ETA ha detectado que, por los prejuicios acumulados y por recelos fundados, Cataluña puede ser el eslabón débil de la cadena de resistencia contra ella. Y entre estos prejuicios está cierta triangulación que sitúa en el imaginario político a Cataluña y al País Vasco a un lado y a Madrid enfrente, por la eternidad e independientemente de la realidad concreta. Las confesiones de uno de los detenidos lo confirman claramente: las instrucciones que había recibido de la dirección eran golpear tanto como se pueda en Cataluña. ¿Por qué? Muy sencillo, porque está demostrado que Cataluña es la más sensible a entrar en la vía de las soluciones imaginativas, y, de este modo, seguir ahondado la brecha entre nacionalistas vascos y nacionalistas españoles, que es lo que mayor rentabilidad da a la organización terrorista. Que para este objetivo ETA pueda encontrar cierto caldo de cultivo en sectores independentistas es importante y los poderes públicos deben estar alerta. Pero centrar todos los focos sobre estos aliados potenciales, pasar a la criminalización de cualquier grupo antisistema puede ser un modo de no querer ver la cuestión principal.

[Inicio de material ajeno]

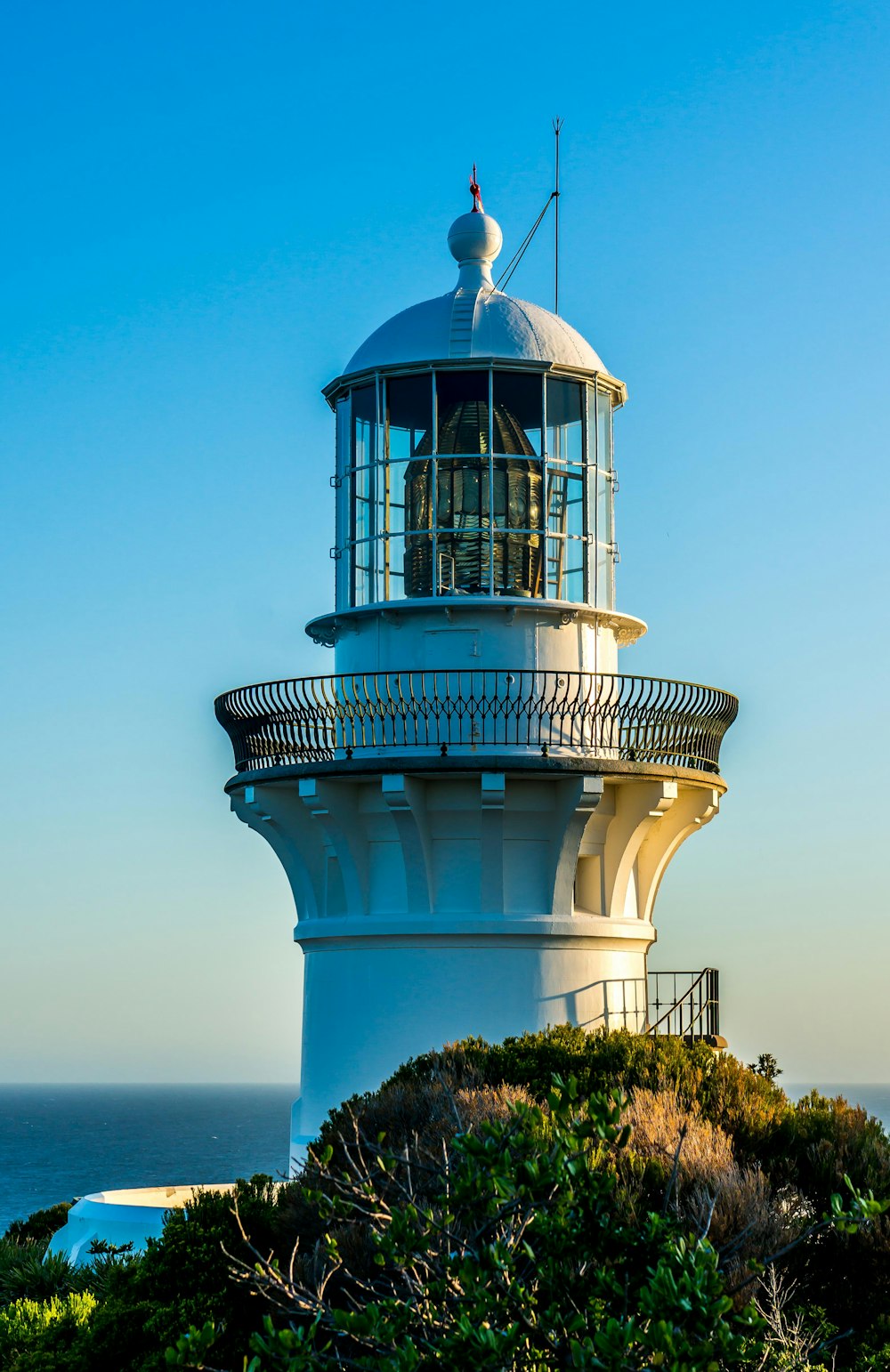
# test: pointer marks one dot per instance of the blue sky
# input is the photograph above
(207, 207)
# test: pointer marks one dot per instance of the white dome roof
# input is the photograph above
(474, 320)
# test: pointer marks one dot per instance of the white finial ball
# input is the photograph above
(474, 238)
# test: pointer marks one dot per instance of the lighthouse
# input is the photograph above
(474, 807)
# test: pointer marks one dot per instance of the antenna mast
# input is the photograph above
(557, 125)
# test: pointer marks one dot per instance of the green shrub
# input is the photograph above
(40, 1225)
(25, 1323)
(28, 1271)
(749, 1108)
(512, 1255)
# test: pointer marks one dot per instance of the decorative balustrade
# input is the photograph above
(595, 715)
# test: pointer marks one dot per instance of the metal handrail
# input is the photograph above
(692, 1014)
(605, 715)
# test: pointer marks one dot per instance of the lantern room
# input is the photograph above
(474, 480)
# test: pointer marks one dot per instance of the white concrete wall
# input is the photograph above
(441, 904)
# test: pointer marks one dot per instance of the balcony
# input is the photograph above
(436, 714)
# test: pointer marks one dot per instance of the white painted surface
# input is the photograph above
(501, 326)
(477, 632)
(439, 904)
(132, 1215)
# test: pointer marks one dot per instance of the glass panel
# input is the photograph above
(603, 430)
(605, 577)
(393, 554)
(516, 413)
(573, 503)
(519, 564)
(398, 494)
(342, 575)
(364, 424)
(361, 503)
(603, 508)
(463, 412)
(409, 415)
(418, 564)
(565, 424)
(361, 572)
(343, 434)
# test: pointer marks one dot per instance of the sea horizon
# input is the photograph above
(62, 1141)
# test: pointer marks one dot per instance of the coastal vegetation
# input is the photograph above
(557, 1201)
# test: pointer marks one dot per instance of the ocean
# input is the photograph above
(62, 1142)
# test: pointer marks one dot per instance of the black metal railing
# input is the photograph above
(591, 714)
(684, 1003)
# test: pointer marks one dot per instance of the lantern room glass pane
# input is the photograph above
(517, 404)
(409, 416)
(603, 430)
(461, 493)
(418, 564)
(364, 424)
(361, 559)
(565, 422)
(361, 503)
(463, 412)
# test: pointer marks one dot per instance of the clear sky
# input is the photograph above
(207, 207)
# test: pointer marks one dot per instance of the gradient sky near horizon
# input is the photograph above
(207, 207)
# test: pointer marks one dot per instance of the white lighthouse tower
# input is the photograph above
(474, 810)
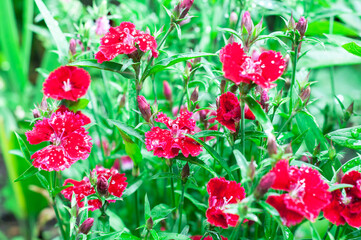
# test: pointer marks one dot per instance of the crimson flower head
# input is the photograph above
(124, 39)
(229, 111)
(238, 67)
(83, 188)
(168, 142)
(69, 140)
(306, 193)
(67, 82)
(222, 192)
(345, 206)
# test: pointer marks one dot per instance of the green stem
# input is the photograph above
(293, 77)
(181, 208)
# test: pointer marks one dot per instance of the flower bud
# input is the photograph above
(102, 185)
(233, 18)
(149, 224)
(301, 26)
(247, 22)
(36, 113)
(194, 95)
(271, 145)
(264, 185)
(72, 46)
(144, 108)
(167, 90)
(86, 226)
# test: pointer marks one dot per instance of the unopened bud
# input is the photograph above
(233, 18)
(264, 100)
(149, 224)
(167, 90)
(301, 26)
(102, 186)
(36, 113)
(264, 185)
(339, 175)
(194, 95)
(247, 22)
(86, 226)
(144, 108)
(185, 173)
(72, 46)
(271, 145)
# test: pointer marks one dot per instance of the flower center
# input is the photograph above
(67, 85)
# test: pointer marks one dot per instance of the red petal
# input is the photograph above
(41, 132)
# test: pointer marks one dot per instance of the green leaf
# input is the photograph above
(260, 115)
(314, 136)
(24, 149)
(31, 171)
(352, 48)
(107, 66)
(127, 129)
(214, 155)
(339, 186)
(55, 31)
(347, 137)
(167, 62)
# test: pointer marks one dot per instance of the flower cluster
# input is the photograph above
(114, 181)
(306, 193)
(124, 39)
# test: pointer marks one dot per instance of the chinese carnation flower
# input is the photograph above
(168, 142)
(345, 206)
(238, 67)
(306, 193)
(229, 111)
(124, 39)
(84, 188)
(67, 82)
(222, 192)
(69, 140)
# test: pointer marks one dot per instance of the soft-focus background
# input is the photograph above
(28, 55)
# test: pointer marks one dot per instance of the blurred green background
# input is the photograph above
(28, 54)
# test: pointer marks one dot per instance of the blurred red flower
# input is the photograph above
(306, 193)
(345, 205)
(67, 82)
(168, 142)
(222, 192)
(238, 67)
(69, 141)
(124, 39)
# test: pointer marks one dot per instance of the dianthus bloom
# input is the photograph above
(345, 207)
(306, 193)
(67, 82)
(84, 188)
(124, 39)
(238, 67)
(69, 140)
(222, 192)
(206, 238)
(229, 111)
(167, 142)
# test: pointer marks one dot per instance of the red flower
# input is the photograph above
(222, 192)
(345, 205)
(229, 111)
(124, 39)
(84, 188)
(167, 142)
(70, 142)
(307, 193)
(238, 67)
(67, 82)
(206, 238)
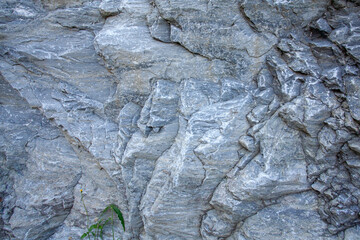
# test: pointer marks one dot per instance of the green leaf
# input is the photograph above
(118, 212)
(84, 235)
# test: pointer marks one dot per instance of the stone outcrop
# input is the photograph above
(202, 119)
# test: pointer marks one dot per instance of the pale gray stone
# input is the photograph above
(199, 119)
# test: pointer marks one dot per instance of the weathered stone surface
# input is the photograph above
(200, 119)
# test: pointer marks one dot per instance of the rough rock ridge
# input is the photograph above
(201, 119)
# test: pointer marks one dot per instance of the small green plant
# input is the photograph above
(96, 230)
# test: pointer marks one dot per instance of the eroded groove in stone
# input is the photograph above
(200, 119)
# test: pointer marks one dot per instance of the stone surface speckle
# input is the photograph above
(202, 119)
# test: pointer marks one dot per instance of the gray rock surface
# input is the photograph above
(200, 119)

En Cataluña todavía hay sombras de duda sobre ETA, todavía se cree que hay una vía política para acabar con la violencia, aunque nadie ha sabido explicarla nunca. Todavía se quiere discutir la evidencia de que en el País Vasco hay un problema de libertades elementales por culpa de ETA. Todavía se piensa en términos de solidaridad con los vascos más que de exigencia. Ciertamente, el problema de ETA no es sólo policial, sino cultural y social. En 20 años de democracia, la sociedad vasca ha sido incapaz de aislar y expulsar de su tejido a la violencia terrorista. Es hora de exigir a los vascos sus responsabilidades más que de acompañarles como plañideras en sus desgracias. Antes de satanizar a los jóvenes radicales catalanes, mirémonos en el espejo la gente mayor, porque quizá es la Cataluña transversal, autocomplaciente y acomodada, la que ayuda, sin querer por supuesto, a que este país sea terreno apetitoso para las hazañas de ETA. Vivimos de viejos tabúes del franquismo y de la transición y se nos están quedando obsoletos.